KENILWORTH: The US Food and Drug Administration has approved Merck’s cancer therapy, Keytruda, as part of a combination therapy for previously untreated patients with the most common type of kidney cancer, the company said on Monday.
The drug was approved in combination with Pfizer Inc’s Inlyta to treat advanced renal cell carcinoma.
The approval is based on findings from the pivotal Phase 3 KEYNOTE-426 trial, which demonstrated significant improvements in overall survival (OS), progression-free survival (PFS) and objective response rate (ORR) for Keytruda in combination with axitinib (KEYTRUDA-axitinib combination) compared to sunitinib.
“This represents a new treatment option for patients with advanced renal cell carcinoma, who will now have access to KEYTRUDA as part of a first-line combination regimen,” said Dr. Scot Ebbinghaus, vice president, clinical research, Merck Research Laboratories. “Today’s approval reflects Merck’s commitment to patients with cancer and further supports the use of Keytruda to help improve survival outcomes for patients with advanced renal cell carcinoma.”
Immune-mediated adverse reactions, which may be severe or fatal, can occur with Keytruda, including pneumonitis, colitis, hepatitis, endocrinopathies, nephritis and renal dysfunction, severe skin reactions, solid organ transplant rejection, and complications of allogeneic hematopoietic stem cell transplantation (HSCT).
Based on the severity of the adverse reaction, Keytruda should be withheld or discontinued and corticosteroids administered if appropriate. Keytruda can also cause severe or life-threatening infusion-related reactions. Based on its mechanism of action, Keytruda can cause fetal harm when administered to a pregnant woman.
“Given the aggressive nature of the disease, many patients with advanced renal cell carcinoma need additional treatment options that can help improve survival outcomes,” said Dr. Brian Rini, medical oncologist at Cleveland Clinic Cancer Center and professor of medicine at the Cleveland Clinic Lerner College of Medicine of Case Western Reserve University. “Pembrolizumab in combination with axitinib offers an important new therapeutic option for physicians to consider when approaching initial treatment for patients newly diagnosed with advanced renal cell carcinoma.” Dr.
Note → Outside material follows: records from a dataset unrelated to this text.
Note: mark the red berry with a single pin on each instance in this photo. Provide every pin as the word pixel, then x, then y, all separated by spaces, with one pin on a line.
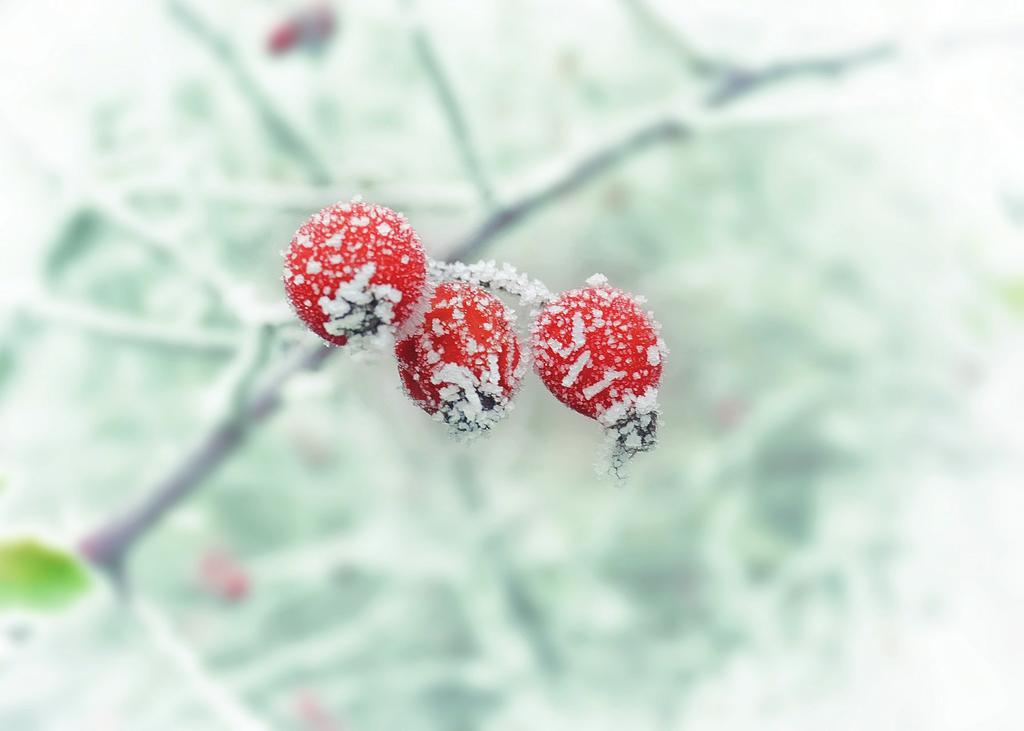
pixel 462 363
pixel 221 574
pixel 353 269
pixel 311 28
pixel 600 354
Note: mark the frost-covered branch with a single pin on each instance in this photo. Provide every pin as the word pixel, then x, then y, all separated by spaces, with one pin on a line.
pixel 453 112
pixel 276 125
pixel 92 195
pixel 109 546
pixel 568 180
pixel 492 275
pixel 736 82
pixel 225 706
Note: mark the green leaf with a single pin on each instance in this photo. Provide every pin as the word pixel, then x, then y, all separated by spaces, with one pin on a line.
pixel 37 576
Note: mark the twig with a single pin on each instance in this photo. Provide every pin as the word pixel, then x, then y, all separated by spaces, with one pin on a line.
pixel 110 544
pixel 275 124
pixel 578 174
pixel 94 196
pixel 693 60
pixel 730 80
pixel 457 123
pixel 738 82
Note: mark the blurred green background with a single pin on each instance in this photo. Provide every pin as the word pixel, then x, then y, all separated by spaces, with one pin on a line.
pixel 827 535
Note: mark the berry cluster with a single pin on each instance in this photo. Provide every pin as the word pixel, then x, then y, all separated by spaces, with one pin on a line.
pixel 357 271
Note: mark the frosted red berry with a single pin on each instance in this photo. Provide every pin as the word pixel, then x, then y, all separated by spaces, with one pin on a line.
pixel 354 269
pixel 463 362
pixel 600 353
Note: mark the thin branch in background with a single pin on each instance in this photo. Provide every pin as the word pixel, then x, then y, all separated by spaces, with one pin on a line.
pixel 103 324
pixel 459 127
pixel 730 80
pixel 279 128
pixel 109 546
pixel 693 60
pixel 224 705
pixel 112 208
pixel 567 181
pixel 738 82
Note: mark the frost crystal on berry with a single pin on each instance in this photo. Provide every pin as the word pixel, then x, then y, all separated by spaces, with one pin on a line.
pixel 600 354
pixel 463 362
pixel 354 269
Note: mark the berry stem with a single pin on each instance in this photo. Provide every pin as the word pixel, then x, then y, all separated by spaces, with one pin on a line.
pixel 569 180
pixel 109 546
pixel 275 124
pixel 488 274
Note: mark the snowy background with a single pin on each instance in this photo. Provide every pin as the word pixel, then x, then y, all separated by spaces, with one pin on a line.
pixel 830 231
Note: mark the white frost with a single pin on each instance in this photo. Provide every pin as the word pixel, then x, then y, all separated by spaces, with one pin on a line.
pixel 609 378
pixel 576 369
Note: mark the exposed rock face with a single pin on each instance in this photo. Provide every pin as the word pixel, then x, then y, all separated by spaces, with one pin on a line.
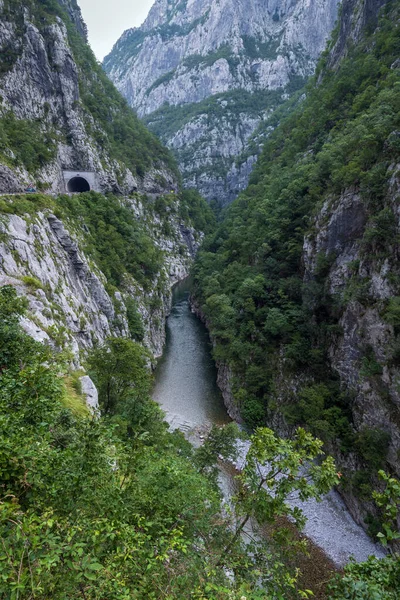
pixel 355 16
pixel 90 393
pixel 69 306
pixel 41 83
pixel 205 74
pixel 364 352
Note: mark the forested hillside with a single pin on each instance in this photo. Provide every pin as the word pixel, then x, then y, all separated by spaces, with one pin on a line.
pixel 99 500
pixel 299 286
pixel 205 75
pixel 60 111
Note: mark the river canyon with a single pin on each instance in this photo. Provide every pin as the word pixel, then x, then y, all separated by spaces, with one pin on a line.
pixel 186 389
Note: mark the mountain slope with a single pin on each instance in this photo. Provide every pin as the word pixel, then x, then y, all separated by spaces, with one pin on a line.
pixel 59 111
pixel 300 286
pixel 205 74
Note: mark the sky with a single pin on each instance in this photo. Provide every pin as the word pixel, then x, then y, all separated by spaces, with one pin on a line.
pixel 106 20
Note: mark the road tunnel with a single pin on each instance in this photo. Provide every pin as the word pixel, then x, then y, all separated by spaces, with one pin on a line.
pixel 78 185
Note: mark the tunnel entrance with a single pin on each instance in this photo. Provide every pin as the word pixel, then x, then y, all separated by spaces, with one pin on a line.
pixel 78 185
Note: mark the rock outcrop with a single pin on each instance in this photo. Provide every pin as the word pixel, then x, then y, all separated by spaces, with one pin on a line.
pixel 69 306
pixel 58 110
pixel 206 74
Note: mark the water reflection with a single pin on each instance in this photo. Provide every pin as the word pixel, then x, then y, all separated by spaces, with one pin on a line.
pixel 185 378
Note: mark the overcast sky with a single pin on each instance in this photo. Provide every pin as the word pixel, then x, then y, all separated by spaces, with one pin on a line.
pixel 107 19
Rini reports consulting and research funding from Merck.
About KEYNOTE-426
The approval was based on data from the pre-specified interim analysis of the Phase 3 KEYNOTE-426 trial, a randomized, multi-center, open-label trial conducted in 861 patients who had not received systemic therapy for advanced RCC. Patients were enrolled regardless of PD-L1 tumor expression status. Randomization was stratified by International Metastatic RCC Database Consortium (IMDC) risk categories (favorable versus intermediate versus poor) and geographic region (North America versus Western Europe versus “Rest of the World”). Patients with active autoimmune disease requiring systemic immunosuppression within the last two years were ineligible.
Patients were randomized (1:1) to one of the following treatment arms:
KEYTRUDA 200 mg intravenously every three weeks up to 24 months in combination with axitinib 5 mg orally, twice daily (n=432).
Sunitinib 50 mg orally, once daily for four weeks and then off treatment for two weeks (n=429).